All that was missing was his Hawaiian shirt, but Josie’s relentless teasing shamed him from leaving home wearing it. To punish her, I had placed an order online for several more, telling myself I was encouraging his newly discovered personal style, but mostly I just wanted to annoy my sister.

Two birds, one hula girl, you know?

“Danger Kierce is more than the right accessories.” She waggled her finger. “It’s a vibe. An attitude. A?—”

“Mary.” I snapped my fingers in front of her nose. “We need to focus.” I swept my gaze over Rollo. “How long after seeing Matty’s soul was Vi afflicted?”

“Within the hour.” Rollo rubbed a hand over his chest. “Like I said, she wanted me to anchor her when I got home so she could tell you in person, but she was gone before she got the chance.”

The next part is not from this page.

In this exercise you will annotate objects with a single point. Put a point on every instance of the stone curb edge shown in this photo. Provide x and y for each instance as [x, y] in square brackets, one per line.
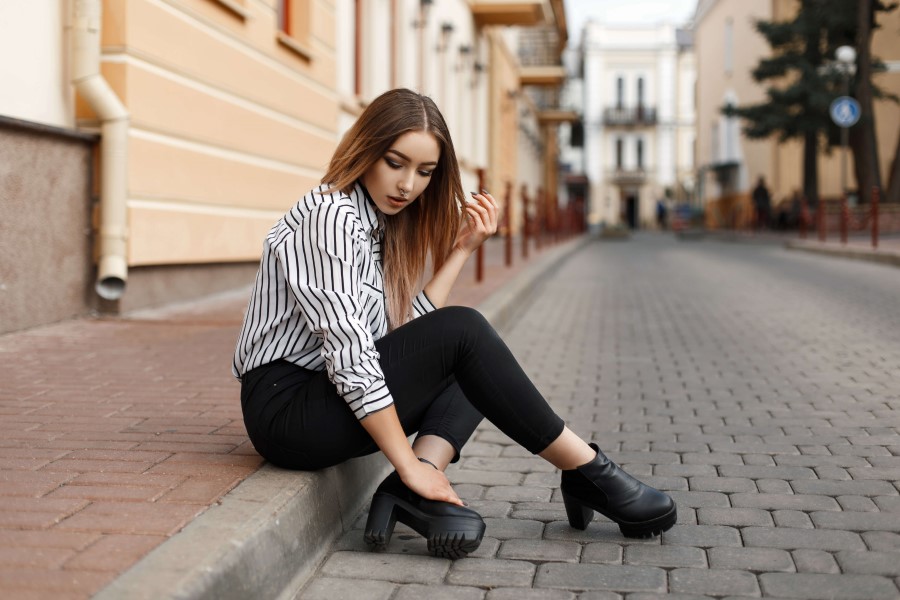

A sharp jab in my ribs reminded me I had to play interpreter to keep Josie in the loop.

“So, what I’m hearing is Rollo needs you. He came here, showed his ass, but I’ve got his number now. He’s pissed because he needs you.” Glee cartwheeled across Josie’s face. “ He needs your help.”

Squirming like a worm on a hook, Rollo swallowed his pride, met my gaze, and grated out, “Yes.”

Somewhere, in some hellish realm, maybe even Abaddon, blazing pits of fire froze over.